An MCP server acts as a bridge. It exposes capabilities (like database queries, file storage, API calls, or domain-specific logic) in a standardized way so AI agents (the clients) can call them consistently and securely.

Examples include:

  • A GitHub MCP server that lets an AI list open pull requests or create a branch.
  • A file-system MCP server that allows “read this file” or “write this file.”
  • A custom MCP server that integrates with internal CRMs, ERPs, or analytics systems.

Because MCP is a standard, multiple AI hosts and tools can share the same integrations, avoiding duplicated work.


How MCP servers work

At a high level:

  1. Client request → The AI client (agent, chatbot, LLM wrapper) asks the MCP server to perform an action.
  2. Context & session management → The server checks permissions, context, and state.
  3. Tool invocation → The server translates the request into an API call, query, or internal action.
  4. Response → Results are returned to the client, along with logs or metadata.
  5. Chaining → Complex requests can be orchestrated across multiple tools.

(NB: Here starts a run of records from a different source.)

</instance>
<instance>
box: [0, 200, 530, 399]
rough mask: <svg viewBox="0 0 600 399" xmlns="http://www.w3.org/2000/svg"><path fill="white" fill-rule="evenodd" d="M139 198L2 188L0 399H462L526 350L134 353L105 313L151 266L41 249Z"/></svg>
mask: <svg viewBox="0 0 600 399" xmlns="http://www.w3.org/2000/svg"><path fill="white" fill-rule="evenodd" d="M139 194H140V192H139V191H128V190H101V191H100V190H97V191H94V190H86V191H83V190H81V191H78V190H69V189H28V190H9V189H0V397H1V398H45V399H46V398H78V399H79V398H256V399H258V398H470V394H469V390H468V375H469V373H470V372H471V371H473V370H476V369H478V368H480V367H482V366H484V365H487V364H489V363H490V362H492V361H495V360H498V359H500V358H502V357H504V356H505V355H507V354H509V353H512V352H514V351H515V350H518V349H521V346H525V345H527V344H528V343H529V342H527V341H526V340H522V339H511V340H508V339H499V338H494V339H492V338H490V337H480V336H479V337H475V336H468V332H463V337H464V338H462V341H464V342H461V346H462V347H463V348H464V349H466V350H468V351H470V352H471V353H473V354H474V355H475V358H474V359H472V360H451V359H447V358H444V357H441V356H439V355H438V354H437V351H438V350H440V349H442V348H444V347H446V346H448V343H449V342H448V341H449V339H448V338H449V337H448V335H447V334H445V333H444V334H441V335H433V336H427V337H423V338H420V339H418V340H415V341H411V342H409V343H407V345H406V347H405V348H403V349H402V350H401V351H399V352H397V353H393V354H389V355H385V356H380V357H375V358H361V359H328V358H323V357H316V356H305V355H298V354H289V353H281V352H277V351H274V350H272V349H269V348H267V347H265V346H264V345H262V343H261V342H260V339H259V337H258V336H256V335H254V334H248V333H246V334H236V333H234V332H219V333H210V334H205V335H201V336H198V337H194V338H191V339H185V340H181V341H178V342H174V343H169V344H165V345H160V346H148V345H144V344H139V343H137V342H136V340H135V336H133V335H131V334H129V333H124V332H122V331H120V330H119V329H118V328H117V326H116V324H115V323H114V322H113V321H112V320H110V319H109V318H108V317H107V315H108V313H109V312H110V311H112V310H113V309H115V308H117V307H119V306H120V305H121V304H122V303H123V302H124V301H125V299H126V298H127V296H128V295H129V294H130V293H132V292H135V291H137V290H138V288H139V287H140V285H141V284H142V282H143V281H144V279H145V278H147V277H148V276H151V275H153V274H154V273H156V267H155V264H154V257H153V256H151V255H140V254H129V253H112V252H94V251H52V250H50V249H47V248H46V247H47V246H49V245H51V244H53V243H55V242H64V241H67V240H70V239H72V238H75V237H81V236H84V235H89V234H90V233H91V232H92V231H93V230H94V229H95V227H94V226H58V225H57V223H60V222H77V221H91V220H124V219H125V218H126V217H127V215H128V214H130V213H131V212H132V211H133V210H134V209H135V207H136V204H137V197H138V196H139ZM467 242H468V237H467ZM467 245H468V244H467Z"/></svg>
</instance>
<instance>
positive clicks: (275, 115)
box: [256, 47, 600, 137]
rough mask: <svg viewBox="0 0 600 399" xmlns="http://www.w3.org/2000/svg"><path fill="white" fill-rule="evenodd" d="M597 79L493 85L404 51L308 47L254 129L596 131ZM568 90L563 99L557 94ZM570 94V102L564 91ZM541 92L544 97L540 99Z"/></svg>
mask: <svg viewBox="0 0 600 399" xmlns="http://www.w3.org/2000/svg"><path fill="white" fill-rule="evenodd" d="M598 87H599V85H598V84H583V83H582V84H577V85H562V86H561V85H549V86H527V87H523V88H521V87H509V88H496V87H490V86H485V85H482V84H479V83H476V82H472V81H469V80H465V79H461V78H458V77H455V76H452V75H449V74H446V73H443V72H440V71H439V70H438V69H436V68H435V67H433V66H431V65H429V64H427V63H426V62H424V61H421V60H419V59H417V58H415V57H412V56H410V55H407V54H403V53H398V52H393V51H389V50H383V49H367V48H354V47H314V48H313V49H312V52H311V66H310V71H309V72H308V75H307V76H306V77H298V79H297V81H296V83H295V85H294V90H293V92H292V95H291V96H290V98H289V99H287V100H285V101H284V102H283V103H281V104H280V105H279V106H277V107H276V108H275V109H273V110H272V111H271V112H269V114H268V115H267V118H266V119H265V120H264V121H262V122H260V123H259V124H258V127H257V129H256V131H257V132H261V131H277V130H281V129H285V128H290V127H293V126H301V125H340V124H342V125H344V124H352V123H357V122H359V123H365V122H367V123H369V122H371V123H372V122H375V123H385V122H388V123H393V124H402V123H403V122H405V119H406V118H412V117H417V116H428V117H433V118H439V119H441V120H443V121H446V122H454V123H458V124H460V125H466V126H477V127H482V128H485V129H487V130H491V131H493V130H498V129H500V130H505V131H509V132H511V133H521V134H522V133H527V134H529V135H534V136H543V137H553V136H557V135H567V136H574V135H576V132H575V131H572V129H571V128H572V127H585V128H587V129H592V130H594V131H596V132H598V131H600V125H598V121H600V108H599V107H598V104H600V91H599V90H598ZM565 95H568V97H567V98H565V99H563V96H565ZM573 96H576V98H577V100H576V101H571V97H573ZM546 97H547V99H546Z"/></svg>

The AI agent doesn’t need bespoke connectors—it just speaks MCP.


Why organisations need MCP servers

1. Reduced integration complexity

One connector per system instead of many custom integrations.

2. Modularity and scalability

Add new tools as standalone MCP servers, plug them in as needed.

3. Real-time data access

LLMs can use live, up-to-date information instead of stale training data.

4. Vendor independence

Re-use your MCP servers across multiple AI platforms and future-proof your stack.

5. Security and governance

Centralise access control, auditing, and logging at the MCP layer.

6. Faster development cycles

Deploy new AI-enabled features more quickly by reusing MCP modules.

7. Industry adoption

Microsoft, OpenAI and others are already integrating MCP support into their ecosystems.


Risks and challenges

  • Security risks: If misconfigured, MCP servers can expose sensitive systems.
  • Operational overhead: Requires development, deployment, and monitoring.
  • Versioning: Protocol and API changes must be managed.
  • Latency: Complex chaining may introduce delays.
  • Supply chain risks: Malicious third-party MCP servers could compromise data.

Mitigation strategies include least-privilege access, code audits, monitoring, and preferring trusted or in-house implementations.


Use cases

  • Developer tools: GitHub or Jira MCP servers enable AI agents to manage issues and PRs.
  • Enterprise systems: Internal CRMs, ERPs, or BI tools exposed via MCP for decision support.
  • Knowledge access: Document retrieval and summarisation from internal knowledge bases.
  • Automation: Orchestrating multi-step workflows across different systems.

Why invest now

Without MCP, every AI assistant needs bespoke connectors. With MCP, you build integrations once, reuse everywhere, and enforce consistent governance.

Organisations adopting MCP today will be able to scale AI integrations faster, more securely, and with lower long-term costs.